Abstract

Increasing Prescription of Opiates and Mortality in Patients with Inflammatory Bowel Diseases in England

Burr NE1, Smith C2, West R2, Hull MA1, Subramanian V3. Clin Gastroenterol Hepatol. 2017 Oct 24. pii: S1542-3565(17)31247-8. doi: 10.1016/j.cgh.2017.10.022. [Epub ahead of print]
 
     
Author information

1 Leeds Institute of Biomedical and Clinical Sciences, University of Leeds, Leeds, United Kingdom; Department of Gastroenterology, Leeds Teaching Hospitals NHS Trust, Leeds, United Kingdom.

2 Leeds Institute of Health Sciences, University of Leeds, United Kingdom.

3 Leeds Institute of Biomedical and Clinical Sciences, University of Leeds, Leeds, United Kingdom; Department of Gastroenterology, Leeds Teaching Hospitals NHS Trust, Leeds, United Kingdom. Electronic address: v.subramamanian@leeds.ac.uk.

Abstract

BACKGROUND & AIMS: The prescription of opiate medications is increasing. Individuals with inflammatory bowel diseases (IBD) can develop serious complications from opiate use, but few data are available on the prescription of these drugs to patients with IBD. We examined trends in prescriptions of opiates and their association with all-cause mortality in individuals with IBD.

METHODS: We performed a retrospective cohort study of 3517 individuals with Crohn's disease (CD) and 5349 with ulcerative colitis (UC) using the primary care database ResearchOne, which holds de-identified clinical and administrative information from the health records of approximately 6 million persons in England. We explored trends in prescriptions of all opiates, codeine, tramadol, or strong opiates, separately during the years 1990 through 2013. Associations between opiates and all-cause mortality were examined using propensity score-matched analysis.

RESULTS: There was a statistically significant increase in the prescription of opiate medications with 10% of subjects receiving an opiate prescription during the years 1990 through 1993 compared to 30% in 2010 through 2013 (chi2 for trend, P<.005). Prescription of strong opiates was significantly associated with increased premature mortality of patients with CD (heavy use) or UC (moderate or heavy use).
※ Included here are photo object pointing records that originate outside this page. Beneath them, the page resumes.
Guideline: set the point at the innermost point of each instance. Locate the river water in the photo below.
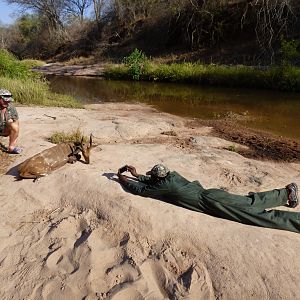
(272, 111)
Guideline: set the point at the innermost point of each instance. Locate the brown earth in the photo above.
(260, 145)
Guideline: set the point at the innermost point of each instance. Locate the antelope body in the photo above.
(53, 158)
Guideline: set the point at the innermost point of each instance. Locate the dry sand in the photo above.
(76, 234)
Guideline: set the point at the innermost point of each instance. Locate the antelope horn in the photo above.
(91, 140)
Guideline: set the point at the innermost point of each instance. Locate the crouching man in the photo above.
(9, 121)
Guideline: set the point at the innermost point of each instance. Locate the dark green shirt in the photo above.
(174, 189)
(6, 114)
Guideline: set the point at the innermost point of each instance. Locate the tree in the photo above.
(51, 9)
(77, 7)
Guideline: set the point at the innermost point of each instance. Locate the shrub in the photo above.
(36, 92)
(65, 137)
(136, 62)
(13, 68)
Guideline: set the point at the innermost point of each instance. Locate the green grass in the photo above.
(28, 87)
(65, 137)
(279, 78)
(31, 63)
(36, 92)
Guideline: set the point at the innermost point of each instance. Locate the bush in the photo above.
(13, 68)
(28, 87)
(33, 92)
(66, 137)
(136, 62)
(281, 78)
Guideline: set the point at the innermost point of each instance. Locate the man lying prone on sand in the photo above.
(250, 209)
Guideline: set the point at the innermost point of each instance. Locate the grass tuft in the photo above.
(286, 78)
(66, 137)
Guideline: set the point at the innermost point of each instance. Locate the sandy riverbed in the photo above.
(77, 234)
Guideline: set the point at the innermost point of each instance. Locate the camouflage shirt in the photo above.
(6, 114)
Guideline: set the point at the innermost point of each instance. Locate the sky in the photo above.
(7, 13)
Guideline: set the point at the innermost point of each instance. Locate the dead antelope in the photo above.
(53, 158)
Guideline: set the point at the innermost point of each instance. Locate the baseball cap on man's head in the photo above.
(159, 171)
(6, 95)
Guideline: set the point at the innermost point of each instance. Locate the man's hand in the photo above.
(132, 170)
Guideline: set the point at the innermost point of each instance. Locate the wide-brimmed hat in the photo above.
(159, 171)
(6, 95)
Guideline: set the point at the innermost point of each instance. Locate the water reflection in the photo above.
(269, 110)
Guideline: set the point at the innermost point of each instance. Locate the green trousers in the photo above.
(252, 209)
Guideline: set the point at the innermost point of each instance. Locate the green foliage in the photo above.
(36, 92)
(31, 63)
(29, 26)
(65, 137)
(136, 63)
(13, 68)
(28, 87)
(287, 78)
(290, 51)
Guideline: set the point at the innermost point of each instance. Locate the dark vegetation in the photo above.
(214, 31)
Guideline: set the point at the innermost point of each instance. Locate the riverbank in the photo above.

There was a similar, significant association for the heavy use of any opiate or codeine used alone in those with a diagnosis of UC. Use of tramadol alone, or in combination with codeine, was not associated with premature mortality in either CD or UC.

CONCLUSION: In an analysis of primary care patients with IBD in England, we found prescriptions for opiate drugs to have increased significantly from 1990 through 2013. Heavy use of strong opiates among patients with IBD was associated with increased all-cause premature mortality. Residual confounding variables might account for observed associations. The adverse effects of opiate medications for non-cancer pain have been established; we now associate their use with increased all-cause premature mortality in individuals with IBD.